Researchers know how to wire a machine to synthesize intelligible speech from a long time ago, but it is only in the recent years that the researchers find some methods to make the synthetic speech as natural as human speech. In this tutorial, after a general introduction to speech synthesis, we explain those recent methods, particularly the neural-network-based acoustic models (e.g., Tacotron and its variants) and waveform generators (e.g., WaveNet-based ones). We also explain some of the classical methods such as the hidden-Markov-model-based ones, from which we learn the lessons on the artifacts in synthesized speech. Although this tutorial is mainly from the perspective of text-to-speech synthesis, we make an excursion to voice conversion whenever the introduced model is applicable to both tasks.
Towards Developing Neural Machine Speech Interpreter that Listens, Speaks, and Listens while Speaking
Presenter: Dr Sakriani Sakti, NAIST, Japan

More details on Neural Machine Speech Interpreter

Spoken language translation enables people to communicate with each other by speaking in different languages has come into widespread use for short daily conversations.
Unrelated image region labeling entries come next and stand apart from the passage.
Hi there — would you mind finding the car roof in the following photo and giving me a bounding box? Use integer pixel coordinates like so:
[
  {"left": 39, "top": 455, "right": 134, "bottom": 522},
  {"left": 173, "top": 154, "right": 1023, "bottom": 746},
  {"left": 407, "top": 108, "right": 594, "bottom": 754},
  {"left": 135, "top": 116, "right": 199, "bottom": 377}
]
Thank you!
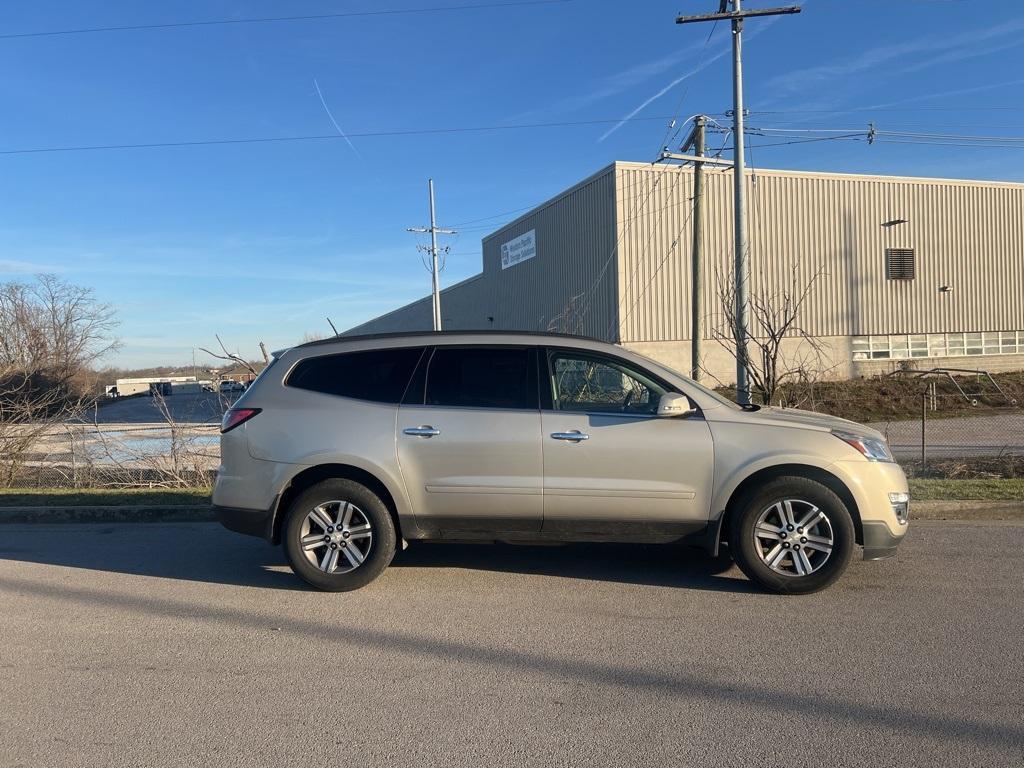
[{"left": 292, "top": 331, "right": 609, "bottom": 349}]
Yet, the framework is still based on three components: automatic speech recognition (ASR), machine translation (MT), and text-to-speech (TTS) synthesis, that need to work consecutively. ASR starts to recognize after the speaker has spoken the entire sentence, then MT followed by TTS perform translation and synthesis sentence by sentence. Utilizing such a system in lectures, talks, and meetings in which the spoken speech can be very long, may cause undesirable latency and communication mismatch. On the other hand, professional interpreters can start producing their translation even before receiving the sentence's end by simultaneously listening, translating, and speaking in real-time. This tutorial will discuss recent research on spoken language technologies towards developing neural machine speech interpreters that attempt to mimic human interpreters. First, we will introduce a machine speech chain framework based on deep learning that learned not only to listen or speak but also to listen while speaking. We will then discuss the approaches in neural incremental ASR and TTS that aim to produce high-quality recognition and synthesis on the fly before having an entire input sequence. Finally, we will discuss incremental ASR and TTS utilization within the machine speech chain framework and construct the machine that can listen while speaking in real-time.